Как только выяснилась огромная внутренняя разница, существовавшая между иезуитами и новым движением, орден начал борьбу с ним и не прекращал ее до тех пор, пока не побудил курию и абсолютную монархию раздавить янсенизм без всякой пощады.
Однако эта победа обошлась ему очень дорого. В 1656 году янсенист Паскаль, один из самых мощных и глубоких умов, который когда-либо порождала Франция, выпустил сатиру на теологию и нравственное учение иезуитов, которая получила широкую известность не только благодаря своему содержанию, но и благодаря своей форме. Вся образованная Франция зачитывалась и восхищалась «Письмами провинциала». Напрасно иезуиты доказывали, что автор поверхностно и иногда неправильно истолковывал теологов-казуистов. Они не могли доказать, а это и было самым существенным, что Паскаль извратил общую тенденцию их нравственного богословия, и еще менее могли они противопоставить этому классическому шедевру французской прозы столь же утонченный, остроумный и пламенный ответ. И тогда им впервые пришлось испытать на себе истину, что во Франции смешное убивает. То, что начал Паскаль, продолжили философы XVIII века. Они возбудили против ордена ненависть и презрение образованных людей. В середине XVIII столетия орден имел во Франции только двух друзей — короля и высшее духовенство. Но эта дружба принесла ему скорее вред, чем пользу, и, что еще хуже, она исчезла при первом натиске общественного мнения.

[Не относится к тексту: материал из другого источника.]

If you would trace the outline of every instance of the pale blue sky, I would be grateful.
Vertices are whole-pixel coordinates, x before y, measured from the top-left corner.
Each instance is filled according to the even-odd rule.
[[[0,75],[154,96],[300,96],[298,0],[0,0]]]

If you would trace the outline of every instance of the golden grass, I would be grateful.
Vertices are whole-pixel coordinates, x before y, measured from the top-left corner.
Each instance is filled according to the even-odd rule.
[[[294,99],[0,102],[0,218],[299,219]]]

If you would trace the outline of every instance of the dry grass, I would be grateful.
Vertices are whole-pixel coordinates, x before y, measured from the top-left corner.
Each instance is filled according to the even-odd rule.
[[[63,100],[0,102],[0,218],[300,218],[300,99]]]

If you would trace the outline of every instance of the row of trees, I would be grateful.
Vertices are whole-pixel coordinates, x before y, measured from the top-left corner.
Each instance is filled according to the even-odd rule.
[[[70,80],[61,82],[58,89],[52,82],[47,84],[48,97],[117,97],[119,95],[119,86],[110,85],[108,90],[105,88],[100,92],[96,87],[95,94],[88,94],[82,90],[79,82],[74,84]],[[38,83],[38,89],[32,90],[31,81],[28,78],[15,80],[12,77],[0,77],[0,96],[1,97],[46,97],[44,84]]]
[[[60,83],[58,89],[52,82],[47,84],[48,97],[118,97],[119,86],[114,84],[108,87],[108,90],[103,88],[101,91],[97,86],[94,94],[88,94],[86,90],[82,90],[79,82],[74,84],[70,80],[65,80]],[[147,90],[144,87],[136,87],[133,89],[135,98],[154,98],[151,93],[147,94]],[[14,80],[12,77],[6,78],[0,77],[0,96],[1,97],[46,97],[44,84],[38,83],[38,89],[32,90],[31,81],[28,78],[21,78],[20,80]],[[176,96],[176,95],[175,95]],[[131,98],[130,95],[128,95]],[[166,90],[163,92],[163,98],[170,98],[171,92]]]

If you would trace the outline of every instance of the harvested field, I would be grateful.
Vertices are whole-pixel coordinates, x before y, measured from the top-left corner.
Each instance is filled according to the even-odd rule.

Если бы орден имел врагов только во Франции, он мог бы еще спокойно смотреть в будущее. Но тогда Франция определяла общественное мнение всей Европы. Объявление войны со стороны друзей просвещения во Франции имело значение не для одной только Франции. Оно было равносильно провозглашению войны иезуитам во всей Европе.
Но любопытно, что катастрофа произошла раньше не во Франции, а в том государстве, которое общество завоевало быстрее всего и где его господство было наиболее полным и продолжительным, — в Португалии. Оно пало здесь не под ударами какого-либо старого противника, а под ударами своего бывшего ученика, на которого полностью полагалось и которому помогло прийти к власти, — Жозе Карвалью, маркиза ди Помбал[87]. Поводом к катастрофе послужили не те бесспорные злоупотребления своей властью, в которых орден был повинен и в Португалии, а вполне законное сопротивление желанию разрушить одно из его созданий — иезуитское государство в Парагвае.